Apolosi Satala
- Born: 14 August 1978 (age 47) Lautoka, Fiji
- Height: 6 ft 4 in (1.93 m)
- Weight: 17 st 6 lb (244 lb; 111 kg)
- School: Lelean Memorial School

Rugby union career
- Position(s): Number eight, Flanker, Wing, Centre

Senior career
- Years: Team / Apps / (Points)
- 2005-2006: Edinburgh
- 2007–2008: Leeds Carnegie / 8 / (10)
- 2008–2010: Gloucester / 18 / (5)
- 2010–2012: Sale Sharks

International career
- Years: Team / Apps / (Points)
- 2005–2010: Fiji / 4 / (5)
- Correct as of 05 Jan 2008
- Medal record
Men's rugby sevens
Representing Fiji
Commonwealth Games
| Bronze medal – third place | 2006 Melbourne | Team competition |

= Apolosi Satala =

Fiji international rugby union player

Apolosi Vonowale Satala (born 14 August 1978 in Namoli, Lautoka Fiji) is a Fijian rugby union footballer. He plays as a wing, centre, number eight and Flanker . His nickname is Apo. He is the cousin of Namoli steelman, Viliame Satala. He is married to Olivia and they have two children and is a private in the Army serving with 1st Battalion The Royal Regiment of Scotland. He grew up in the city of Lautoka and he played for Lautoka in the National Provincial Rugby Tournament in Fiji. He has represented Fiji in the Rugby Sevens as well as in fifteens. He plays as a prop/hooker in the sevens code. He is a member of the British Armed Forces and he also played sevens rugby for the army team winning many tournaments.

He represented Fiji in the 2006 Commonwealth Games where Fiji won the bronze medal defeating Australia.
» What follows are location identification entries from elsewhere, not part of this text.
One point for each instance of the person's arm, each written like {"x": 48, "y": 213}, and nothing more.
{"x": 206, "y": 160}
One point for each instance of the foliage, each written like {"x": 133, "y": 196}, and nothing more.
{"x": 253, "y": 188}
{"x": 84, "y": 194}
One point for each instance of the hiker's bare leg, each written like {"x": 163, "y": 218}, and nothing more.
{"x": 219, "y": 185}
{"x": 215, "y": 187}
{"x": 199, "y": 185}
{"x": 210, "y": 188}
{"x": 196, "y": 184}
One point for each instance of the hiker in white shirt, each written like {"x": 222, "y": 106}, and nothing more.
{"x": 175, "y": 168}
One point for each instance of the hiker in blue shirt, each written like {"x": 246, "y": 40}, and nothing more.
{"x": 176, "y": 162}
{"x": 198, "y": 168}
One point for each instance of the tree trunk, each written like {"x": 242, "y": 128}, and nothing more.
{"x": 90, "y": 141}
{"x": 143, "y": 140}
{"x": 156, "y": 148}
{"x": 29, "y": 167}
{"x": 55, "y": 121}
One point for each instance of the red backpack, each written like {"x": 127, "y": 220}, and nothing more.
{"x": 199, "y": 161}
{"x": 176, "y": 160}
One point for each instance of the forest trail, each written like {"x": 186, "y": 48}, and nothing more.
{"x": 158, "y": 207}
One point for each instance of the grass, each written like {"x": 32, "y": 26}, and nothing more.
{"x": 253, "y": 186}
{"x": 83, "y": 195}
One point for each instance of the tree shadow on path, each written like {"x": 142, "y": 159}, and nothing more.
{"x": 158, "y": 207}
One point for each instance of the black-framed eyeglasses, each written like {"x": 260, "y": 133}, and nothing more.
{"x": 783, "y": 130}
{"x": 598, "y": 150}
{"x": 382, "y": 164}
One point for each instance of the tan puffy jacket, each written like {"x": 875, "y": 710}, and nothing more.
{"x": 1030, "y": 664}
He was picked by the Leeds Carnegie rugby club which plays in the National Division One. He played 8 games for them scoring his first try against Saracens in the EDF Energy Cup and scored a further 2 against defending champions, Bath. A member of the winning Army Middlesex Sevens team in both 2001 and 2004, he played for Fiji in the 2005 Rugby World Cup Sevens and returned from Hong Kong with a winners medal and the Melrose Cup. he made his debut for Fiji in the XV's man code in June 2005 against Tonga. he has also played for the Heriot's Rugby Club and the Edinburgh Gunners briefly and Taunton RFC. He now plays for the Gloucester rugby as a replacement for injured flanker and fellow Fijian, Akapusi Qera. He signed a contract with Gloucester until the end of the 2009/2010 season. He has signed to join Sale Sharks for the 2010/2011 season on a 1-year contract.

==Personal life==
His son Malelili Satala-Navlivou is also a rugby union player.